I am writing this message from the United Kingdom (UK) where earlier this year MPs in the UK Parliament approved a motion to declare an environment and climate emergency. The motion called on the government to aim to achieve net-zero emissions before 2050, and for ministers to outline urgent proposals within the next six months, to restore the UK's natural environment and deliver a "zero waste economy". It is important to note however that both the Welsh and Scottish governments had already declared a climate emergency, along with dozens of British towns and cities, including Manchester and London.

Around the same time the United Nation’s Global Assessment Report revealed that a million species are at risk of extinction, natural ecosystems have lost about half their area and only 3% of the world’s oceans are free from human pressure – flagging the risks associated with biodiversity loss and their equivalence to climate change.

Hopefully something that can be addressed by the UK Government mandating that new developments must deliver an overall increase in biodiversity. The biodiversity net gain mandate requires developers to ensure that habitats for wildlife are enhanced and left in a measurably better state than they were pre-development. They must assess the type of habitat and its condition before submitting plans, and then demonstrate how they are improving biodiversity.

And more recently the Royal Institute of Bristish Architects’ (RIBA) trustees formally agreed to join the global declaration of an environment and climate emergency at the triannual meeting of RIBA Council members, the Institute also committed to developing the RIBA Ethics and Sustainable Development Commission’s action plan and a pledge to support the UK government’s 2050 net zero emissions target.  Australian architects have now joined the global movement to declare a climate emergency with thirty architects and practices becoming Australia’s founding signatories to acknowledge that “the twin crises of climate breakdown and biodiversity loss are the most serious issues of our time".

AILA CEO Tim Arnold has prepared a paper currently under consideration by AILA’s board, executives and relevant committees in relation to our Declaration of a Climate Emergency and we anticipate updating members shortly on our position.

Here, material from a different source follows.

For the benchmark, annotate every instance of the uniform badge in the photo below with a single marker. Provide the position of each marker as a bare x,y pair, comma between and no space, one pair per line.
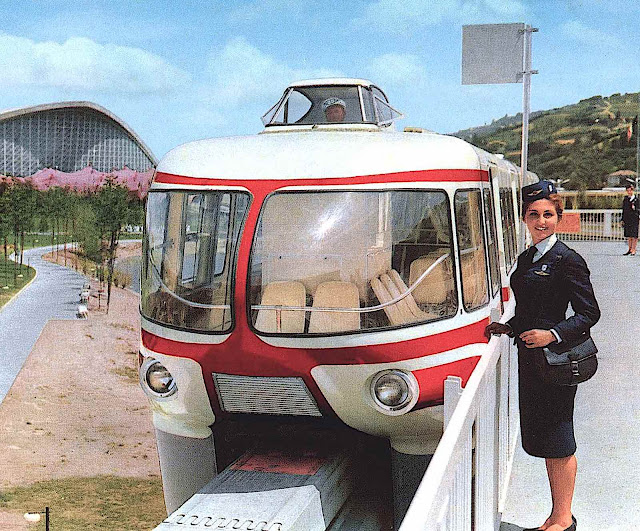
543,271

It is in this dynamic context and building on AILA’s advocacy work across all levels of government over the last few years, that we recently launched AILA’s Green Infrastructure Position Statement. We need members to actively engage through your various forms of practice: client side, government, private practice and academic to help address biodiversity loss and the effects of climate change by maximising opportunities to incorporate green infrastructure into our built environment and to advance research into green infrastructure. We are also calling on members to help us expand the case studies listed in the first version of the position statement and look forward to hearing from you.